Des amendes ont été requises jeudi contre le directeur, trois ex-salariés et un agent public travaillant à l'abattoir porcin de Houdan (Yvelines), poursuivis après une plainte déposée en 2017 par l'association L214 pour mauvais traitements à animaux.

Deux militants de cette association, qui lutte pour l'abandon de tout produit animal dans l'alimentation, s'étaient introduits illégalement sur le site fin 2016 et avaient filmé l'étourdissement des cochons au CO2. Leur vidéo avait été diffusée sur France 2 dans l'émission « Envoyé spécial ». Deux amendes maximales de 750 euros et une troisième de 1 500 euros ont été réclamées contre Vincent Harang, le directeur, à qui il était reproché des installations non conformes, des locaux mal aménagés et un manque de formation du personnel. Des amendes de 400 et 750 euros ont été requises contre trois ex-employés - absents à l'audience - ayant utilisé notamment un aiguillon électrique de façon répétée ou ayant porté des coups de pied aux bêtes récalcitrantes et affolées dans le couloir les menant au puits à CO2, notamment dans un passage problématique à angle droit. Enfin, une amende maximale de 750 euros a été requise contre un agent de la Direction départementale de protection de la population (DDPP). Il lui était reproché d'avoir donné des coups d'aiguillon électrique à des animaux alors qu'il n'était là que pour contrôler la chaîne d'abattage et non pour aider les opérateurs.

« Par facilité », il a été fait un « usage interdit » des aiguillons, notamment sur la tête des animaux, le tout « pour respecter un rythme, une cadence de travail », a reproché le procureur Michel Pélégry. L'abatteur a indiqué avoir procédé après diffusion de la vidéo à des travaux d'amélioration de ses locaux.

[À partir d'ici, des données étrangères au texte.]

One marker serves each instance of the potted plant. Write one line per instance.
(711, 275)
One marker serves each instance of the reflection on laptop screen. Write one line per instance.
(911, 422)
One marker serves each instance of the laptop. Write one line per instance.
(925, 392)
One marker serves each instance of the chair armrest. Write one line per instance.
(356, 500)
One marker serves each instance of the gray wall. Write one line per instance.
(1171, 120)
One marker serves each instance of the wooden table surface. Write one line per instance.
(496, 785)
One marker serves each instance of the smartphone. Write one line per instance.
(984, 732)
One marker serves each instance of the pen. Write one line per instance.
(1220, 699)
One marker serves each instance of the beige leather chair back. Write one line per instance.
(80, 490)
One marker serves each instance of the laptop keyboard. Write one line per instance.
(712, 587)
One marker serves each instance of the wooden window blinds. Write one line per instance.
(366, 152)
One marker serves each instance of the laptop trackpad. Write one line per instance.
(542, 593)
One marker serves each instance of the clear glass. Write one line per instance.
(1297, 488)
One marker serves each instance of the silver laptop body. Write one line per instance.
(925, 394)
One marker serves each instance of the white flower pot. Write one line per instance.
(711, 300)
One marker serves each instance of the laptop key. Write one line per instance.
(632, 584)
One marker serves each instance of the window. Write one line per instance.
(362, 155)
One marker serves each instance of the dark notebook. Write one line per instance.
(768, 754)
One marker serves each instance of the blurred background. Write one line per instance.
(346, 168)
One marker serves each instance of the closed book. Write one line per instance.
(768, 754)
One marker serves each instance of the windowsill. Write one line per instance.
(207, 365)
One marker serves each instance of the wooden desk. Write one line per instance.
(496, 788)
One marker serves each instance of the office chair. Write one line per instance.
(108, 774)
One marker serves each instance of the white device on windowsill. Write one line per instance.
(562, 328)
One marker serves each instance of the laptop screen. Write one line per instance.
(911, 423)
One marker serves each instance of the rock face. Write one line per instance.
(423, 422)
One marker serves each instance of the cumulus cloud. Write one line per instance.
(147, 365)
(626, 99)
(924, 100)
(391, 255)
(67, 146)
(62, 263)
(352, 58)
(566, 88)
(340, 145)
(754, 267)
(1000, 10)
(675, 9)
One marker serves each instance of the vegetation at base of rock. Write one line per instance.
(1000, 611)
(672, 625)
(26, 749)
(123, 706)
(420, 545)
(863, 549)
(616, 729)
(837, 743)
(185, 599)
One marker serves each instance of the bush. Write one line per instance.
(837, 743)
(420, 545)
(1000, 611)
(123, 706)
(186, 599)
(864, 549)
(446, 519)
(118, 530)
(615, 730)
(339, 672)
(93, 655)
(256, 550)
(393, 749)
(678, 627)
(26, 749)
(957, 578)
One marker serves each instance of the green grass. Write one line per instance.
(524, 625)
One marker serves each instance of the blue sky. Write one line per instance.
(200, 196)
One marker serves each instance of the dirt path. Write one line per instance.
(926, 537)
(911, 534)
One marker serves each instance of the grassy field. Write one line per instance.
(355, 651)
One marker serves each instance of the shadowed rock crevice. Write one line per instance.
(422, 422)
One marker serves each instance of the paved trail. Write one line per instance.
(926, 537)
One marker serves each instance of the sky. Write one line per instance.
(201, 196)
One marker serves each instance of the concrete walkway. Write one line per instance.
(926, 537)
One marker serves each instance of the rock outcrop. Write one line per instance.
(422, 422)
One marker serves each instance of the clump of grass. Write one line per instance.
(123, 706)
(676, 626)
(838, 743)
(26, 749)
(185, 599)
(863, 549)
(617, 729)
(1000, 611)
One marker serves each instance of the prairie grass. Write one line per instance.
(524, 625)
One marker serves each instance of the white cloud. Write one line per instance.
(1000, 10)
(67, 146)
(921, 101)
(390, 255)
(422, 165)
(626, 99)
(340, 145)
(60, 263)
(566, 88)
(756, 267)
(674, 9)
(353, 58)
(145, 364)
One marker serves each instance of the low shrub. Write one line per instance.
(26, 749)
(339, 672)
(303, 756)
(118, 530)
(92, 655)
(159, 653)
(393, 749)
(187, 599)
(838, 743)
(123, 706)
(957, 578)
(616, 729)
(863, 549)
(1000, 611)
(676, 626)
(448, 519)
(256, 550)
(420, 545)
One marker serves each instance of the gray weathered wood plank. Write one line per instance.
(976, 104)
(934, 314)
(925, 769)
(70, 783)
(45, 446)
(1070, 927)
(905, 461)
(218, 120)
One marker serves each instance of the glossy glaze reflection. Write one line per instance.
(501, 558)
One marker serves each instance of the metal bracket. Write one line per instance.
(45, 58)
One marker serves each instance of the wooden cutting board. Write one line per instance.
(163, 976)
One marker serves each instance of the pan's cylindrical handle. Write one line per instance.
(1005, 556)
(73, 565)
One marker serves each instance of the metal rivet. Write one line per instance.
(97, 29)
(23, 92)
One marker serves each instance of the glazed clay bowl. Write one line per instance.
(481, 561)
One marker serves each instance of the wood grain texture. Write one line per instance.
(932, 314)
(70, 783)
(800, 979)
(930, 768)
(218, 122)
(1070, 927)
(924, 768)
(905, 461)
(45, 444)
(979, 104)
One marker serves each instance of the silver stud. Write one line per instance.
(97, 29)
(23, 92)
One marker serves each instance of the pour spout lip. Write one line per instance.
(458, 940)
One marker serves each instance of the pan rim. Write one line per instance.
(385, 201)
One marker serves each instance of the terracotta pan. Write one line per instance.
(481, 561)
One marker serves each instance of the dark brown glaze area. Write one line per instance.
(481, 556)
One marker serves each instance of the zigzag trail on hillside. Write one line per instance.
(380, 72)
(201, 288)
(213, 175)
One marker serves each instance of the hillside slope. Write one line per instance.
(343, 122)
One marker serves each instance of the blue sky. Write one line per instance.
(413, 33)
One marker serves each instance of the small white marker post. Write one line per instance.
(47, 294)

Des « installations à l'économie », a-t-on regretté côté parties civiles. Les amendes requises « restent dérisoires car quel abattoir va se dire "Je vais me mettre aux normes parce que je risque une sanction grave"... », a déploré de son côté Brigitte Gothière, porte-parole de L214, interrogée par l'AFP à l'issue de l'audience.

Outre L214, huit autres associations de protection des animaux, se sont portées civiles. Les avocats de la défense ont plaidé la relaxe pour leurs clients. Pour Nicolas Cassart, avocat de l'abatteur, il n'y a « pas d'éléments pour dire que le nombre de cochons dans les stabulations n'a pas été respecté », le personnel était bel et bien « formé » et les installations « conformes ». Concernant d'éventuelles maltraitances aux animaux, son client s'est défendu en disant qu'il ne pouvait « pas tout contrôler ». D'autant que la profession est déjà « extrêmement règlementée et extrêmement contrôlée », a fait valoir Me Cassart. Un argument balayé par l'une des avocates de L214, Me Hélène Thouy, qui a rappelé le faible taux de contrôle des élevages et abattoirs, citant un rapport rendu l'an dernier par la Cour des comptes européenne : « 1 % », le taux « le plus bas d'Europe ». La décision du tribunal est attendue le 15 mars. L214 a publié depuis 2013 plusieurs vidéos choc montrant des dysfonctionnements dans des abattoirs français. Les deux militants de L214 qui avaient filmé l'étourdissement des porcs au CO2 à Houdan avaient été condamnés en octobre 2017 à 6 000 euros d'amende, dont 5 000 avec sursis pour « violation de domicile ». L'établissement Guy-Harang, dernier abattoir porcin d'Ile-de-France employant une centaine de salariés, est régulièrement la cible d'activistes antispécistes.